Elixir: Code.string_to_quoted raises exception instead of returning error

Created on 27 Jan 2018 · 16Comments · Source: elixir-lang/elixir

Environment

Elixir & Erlang versions (elixir --version):

Erlang/OTP 20 [erts-9.2] [source] [64-bit] [smp:8:8] [ds:8:8:10] [async-threads:10] [hipe] [kernel-poll:false]

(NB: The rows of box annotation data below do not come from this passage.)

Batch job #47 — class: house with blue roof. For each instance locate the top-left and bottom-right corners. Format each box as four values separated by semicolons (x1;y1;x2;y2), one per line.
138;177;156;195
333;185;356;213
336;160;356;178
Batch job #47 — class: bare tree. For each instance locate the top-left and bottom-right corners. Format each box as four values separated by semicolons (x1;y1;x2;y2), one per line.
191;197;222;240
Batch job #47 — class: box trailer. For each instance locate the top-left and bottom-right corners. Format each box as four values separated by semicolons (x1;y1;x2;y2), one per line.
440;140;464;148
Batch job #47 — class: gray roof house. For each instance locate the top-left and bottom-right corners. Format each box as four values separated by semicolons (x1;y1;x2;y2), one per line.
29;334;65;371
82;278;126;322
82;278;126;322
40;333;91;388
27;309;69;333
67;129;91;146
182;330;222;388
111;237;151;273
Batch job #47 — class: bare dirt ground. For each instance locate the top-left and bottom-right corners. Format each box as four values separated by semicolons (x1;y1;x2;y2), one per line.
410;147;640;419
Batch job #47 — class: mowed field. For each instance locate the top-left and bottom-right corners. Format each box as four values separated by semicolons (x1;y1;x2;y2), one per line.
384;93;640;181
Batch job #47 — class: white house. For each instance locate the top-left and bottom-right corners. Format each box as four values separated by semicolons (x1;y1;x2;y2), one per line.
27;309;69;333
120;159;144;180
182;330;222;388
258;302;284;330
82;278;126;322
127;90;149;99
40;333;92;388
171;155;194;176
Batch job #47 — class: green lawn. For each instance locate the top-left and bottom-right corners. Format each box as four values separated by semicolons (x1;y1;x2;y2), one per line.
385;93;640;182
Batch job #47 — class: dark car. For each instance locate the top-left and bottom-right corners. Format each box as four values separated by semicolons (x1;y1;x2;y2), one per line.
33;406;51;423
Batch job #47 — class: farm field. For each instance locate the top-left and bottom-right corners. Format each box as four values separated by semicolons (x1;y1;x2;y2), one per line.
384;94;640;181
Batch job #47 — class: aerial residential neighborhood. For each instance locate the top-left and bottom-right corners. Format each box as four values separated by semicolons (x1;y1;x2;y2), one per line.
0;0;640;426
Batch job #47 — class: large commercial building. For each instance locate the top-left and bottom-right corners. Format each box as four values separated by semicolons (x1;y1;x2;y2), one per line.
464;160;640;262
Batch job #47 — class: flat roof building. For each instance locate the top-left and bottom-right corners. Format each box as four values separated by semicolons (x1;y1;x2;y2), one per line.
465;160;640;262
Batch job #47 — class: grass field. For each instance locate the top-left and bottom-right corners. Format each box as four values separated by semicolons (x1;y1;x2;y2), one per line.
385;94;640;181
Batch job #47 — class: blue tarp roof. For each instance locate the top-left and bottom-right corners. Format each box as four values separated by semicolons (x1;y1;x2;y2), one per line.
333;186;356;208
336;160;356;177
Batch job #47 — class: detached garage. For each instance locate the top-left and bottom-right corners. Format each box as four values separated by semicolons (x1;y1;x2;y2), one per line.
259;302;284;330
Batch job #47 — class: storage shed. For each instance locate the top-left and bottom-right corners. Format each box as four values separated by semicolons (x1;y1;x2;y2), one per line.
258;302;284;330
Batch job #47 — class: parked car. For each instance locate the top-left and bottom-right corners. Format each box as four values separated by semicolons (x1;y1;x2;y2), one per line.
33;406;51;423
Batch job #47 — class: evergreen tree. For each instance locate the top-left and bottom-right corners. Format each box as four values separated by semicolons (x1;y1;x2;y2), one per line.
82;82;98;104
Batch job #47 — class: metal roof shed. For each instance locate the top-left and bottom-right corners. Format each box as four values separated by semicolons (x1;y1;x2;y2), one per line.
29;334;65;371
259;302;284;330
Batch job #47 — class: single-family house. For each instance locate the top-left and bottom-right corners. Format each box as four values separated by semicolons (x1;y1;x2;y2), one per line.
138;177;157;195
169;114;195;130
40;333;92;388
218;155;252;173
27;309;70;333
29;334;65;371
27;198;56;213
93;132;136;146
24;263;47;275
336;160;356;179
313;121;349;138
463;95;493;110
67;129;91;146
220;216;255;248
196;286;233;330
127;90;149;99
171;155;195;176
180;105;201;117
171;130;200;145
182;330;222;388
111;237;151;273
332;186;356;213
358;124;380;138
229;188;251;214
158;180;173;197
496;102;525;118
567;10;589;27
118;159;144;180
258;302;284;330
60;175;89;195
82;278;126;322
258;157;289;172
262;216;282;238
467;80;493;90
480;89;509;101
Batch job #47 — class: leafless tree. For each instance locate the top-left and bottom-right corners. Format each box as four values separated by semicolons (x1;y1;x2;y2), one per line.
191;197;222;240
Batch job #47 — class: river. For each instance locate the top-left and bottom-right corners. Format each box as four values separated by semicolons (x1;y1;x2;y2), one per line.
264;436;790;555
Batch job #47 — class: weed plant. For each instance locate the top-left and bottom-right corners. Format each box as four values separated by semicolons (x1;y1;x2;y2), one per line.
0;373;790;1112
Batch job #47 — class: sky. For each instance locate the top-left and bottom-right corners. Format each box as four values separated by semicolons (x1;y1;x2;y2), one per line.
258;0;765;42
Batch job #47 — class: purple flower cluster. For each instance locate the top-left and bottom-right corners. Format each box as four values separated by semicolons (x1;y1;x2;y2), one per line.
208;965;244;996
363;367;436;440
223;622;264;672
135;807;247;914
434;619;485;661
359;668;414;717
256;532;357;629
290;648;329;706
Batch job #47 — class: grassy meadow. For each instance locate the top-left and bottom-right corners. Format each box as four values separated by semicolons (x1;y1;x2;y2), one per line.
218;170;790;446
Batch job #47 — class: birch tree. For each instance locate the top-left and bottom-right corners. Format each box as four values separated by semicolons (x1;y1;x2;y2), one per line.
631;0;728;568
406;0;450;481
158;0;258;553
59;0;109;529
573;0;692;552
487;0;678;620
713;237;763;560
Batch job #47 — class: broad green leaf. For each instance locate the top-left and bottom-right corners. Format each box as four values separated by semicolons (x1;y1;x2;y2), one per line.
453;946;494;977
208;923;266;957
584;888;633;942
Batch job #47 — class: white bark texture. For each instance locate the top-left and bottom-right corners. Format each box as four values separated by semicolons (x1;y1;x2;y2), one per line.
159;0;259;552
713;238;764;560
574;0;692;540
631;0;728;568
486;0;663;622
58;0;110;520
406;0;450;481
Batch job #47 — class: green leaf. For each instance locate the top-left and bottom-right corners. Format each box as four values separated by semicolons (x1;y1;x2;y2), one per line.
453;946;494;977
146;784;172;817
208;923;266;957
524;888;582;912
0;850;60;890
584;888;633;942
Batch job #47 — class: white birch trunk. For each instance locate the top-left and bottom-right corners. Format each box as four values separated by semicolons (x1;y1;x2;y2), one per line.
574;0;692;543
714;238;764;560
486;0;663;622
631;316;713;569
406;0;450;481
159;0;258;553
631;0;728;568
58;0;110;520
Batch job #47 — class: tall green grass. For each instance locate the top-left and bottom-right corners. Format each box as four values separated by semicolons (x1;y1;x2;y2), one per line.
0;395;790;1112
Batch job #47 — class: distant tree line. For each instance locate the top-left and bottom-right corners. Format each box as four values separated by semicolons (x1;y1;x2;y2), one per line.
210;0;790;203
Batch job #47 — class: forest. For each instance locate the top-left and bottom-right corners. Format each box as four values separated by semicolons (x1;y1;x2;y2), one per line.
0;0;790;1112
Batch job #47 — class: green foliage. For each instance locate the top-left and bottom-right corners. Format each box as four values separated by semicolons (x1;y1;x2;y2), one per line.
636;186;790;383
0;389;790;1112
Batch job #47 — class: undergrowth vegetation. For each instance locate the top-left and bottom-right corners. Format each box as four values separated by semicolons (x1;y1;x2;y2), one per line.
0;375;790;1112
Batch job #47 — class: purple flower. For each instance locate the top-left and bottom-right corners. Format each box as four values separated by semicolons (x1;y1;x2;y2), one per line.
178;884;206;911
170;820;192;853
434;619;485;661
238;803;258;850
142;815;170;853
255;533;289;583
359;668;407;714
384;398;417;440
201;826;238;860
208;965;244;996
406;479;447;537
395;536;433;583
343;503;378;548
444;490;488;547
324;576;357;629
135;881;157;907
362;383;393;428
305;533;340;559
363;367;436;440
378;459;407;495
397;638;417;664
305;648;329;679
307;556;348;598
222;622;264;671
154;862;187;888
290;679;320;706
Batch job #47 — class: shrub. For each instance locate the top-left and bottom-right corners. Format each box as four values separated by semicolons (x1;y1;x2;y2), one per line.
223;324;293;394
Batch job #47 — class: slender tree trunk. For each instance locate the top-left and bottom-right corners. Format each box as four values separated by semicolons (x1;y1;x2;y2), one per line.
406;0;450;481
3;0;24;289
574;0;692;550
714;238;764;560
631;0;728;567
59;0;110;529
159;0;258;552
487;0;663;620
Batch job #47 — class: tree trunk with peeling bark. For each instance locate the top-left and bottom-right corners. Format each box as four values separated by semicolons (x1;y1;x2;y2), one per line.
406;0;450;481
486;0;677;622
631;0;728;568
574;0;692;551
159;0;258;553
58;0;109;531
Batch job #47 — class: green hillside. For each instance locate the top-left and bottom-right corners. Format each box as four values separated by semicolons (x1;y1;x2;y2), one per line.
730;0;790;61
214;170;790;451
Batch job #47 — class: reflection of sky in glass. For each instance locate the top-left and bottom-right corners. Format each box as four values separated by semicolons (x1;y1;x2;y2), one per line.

Elixir 1.6.0 (compiled with OTP 20)

Operating system:
Arch Linux

Current behavior

iex(10)> "\"\\x\"" |> Code.string_to_quoted
** (ArgumentError) missing hex sequence after \x, expected \xHH
    (elixir) src/elixir_interpolation.erl:155: :elixir_interpolation.unescape_hex/3
    (elixir) src/elixir_interpolation.erl:81: :elixir_interpolation."-unescape_tokens/2-lc$^0/1-0-"/2
    (elixir) src/elixir_tokenizer.erl:580: :elixir_tokenizer.handle_strings/6
    (elixir) lib/code.ex:568: Code.string_to_quoted/2

Expected behavior

Other syntax errors give a result of {:error, _}

Elixir Bug Intermediate

Source

schnittchen

Most helpful comment

All of those cases have been tackled! Thank you @schnittchen and @drincruz!

josevalim on 9 Jul 2018

🎉2 ❤1

All 16 comments

Very similarly:

** (ArgumentError) invalid Unicode sequence after \u, expected \uHHHH or \u{H*}
    (elixir) src/elixir_interpolation.erl:182: :elixir_interpolation.unescape_unicode/3
    (elixir) src/elixir_interpolation.erl:81: :elixir_interpolation."-unescape_tokens/2-lc$^0/1-0-"/2
    (elixir) src/elixir_tokenizer.erl:580: :elixir_tokenizer.handle_strings/6
    (elixir) lib/code.ex:568: Code.string_to_quoted/2

schnittchen on 27 Jan 2018

I'm fuzzing code with StreamData and rescued those two cases. It looks like there is nothing more coming.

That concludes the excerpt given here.